Besides, there is the problem of disease transmission. A research by the Federal University of Minas Gerais in partnership with the Socio-environmental Institute (ISA), reviewed by the Oswaldo Cruz Foundation (Fiocruz) has shown that it is the miners who are most responsible for the transmission of diseases to peoples living in geographical isolation. This fact has even been aggravated by the transmission of covid-19 to indigenous peoples.

The types of violence committed by illegal miners are many. Among the most serious attacks, the Hutukara Associação Yanomami denounced that at the end of 2022 that miners had burned down a care unit in the Homoxi region, an area where 700 indigenous people live.

“The abandonment of indigenous peoples to their own fate and resistance is a State project in Brazil, as native people in Brazil have always had to resist and fight to defend their lands, culture and life”, denounces the member of the National Executive Secretariat of CSP-Conlutas Küna Yporã Tremembé, from the Tremembé ethnic people in Maranhão. 

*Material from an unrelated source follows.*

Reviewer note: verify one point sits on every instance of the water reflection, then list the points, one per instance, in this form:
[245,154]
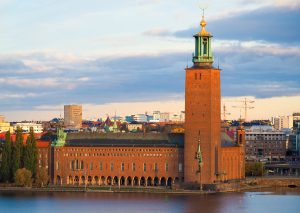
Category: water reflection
[275,200]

The leadership reinforces that in the last four years, illegal miners and loggers have operated under the government’s permission, threatening and killing those who resisted, but they were not the only ones. “Ruralists and agribusiness, backed by the powerful, expanded the lands by invading indigenous lands,” he stressed.

For Küna Yporã, it is necessary that the Lula government commits to the demarcation of all territories by 2026. “The symbolism of the creation of the Ministry of Indigenous Peoples, and with its importance, makes no sense if the ethnic groups continue to be expelled from their sacred territories by miners, deforesters and politicians,” he stressed.

Jair Bolsonaro, Damares Alves, Marcelo Queiroga, Eduardo Pazuello and Marcelo Xavier must be investigated and punished, not only by Brazil, but by the International Criminal Court for the crimes committed against the native people in Brazil.

CSP-Conlutas defends that indigenous struggle against this genocide should be raised in unity with the quilombolas, peasants, extractivists, riverine peoples and workers of the cities, because it is also a struggle against capitalism.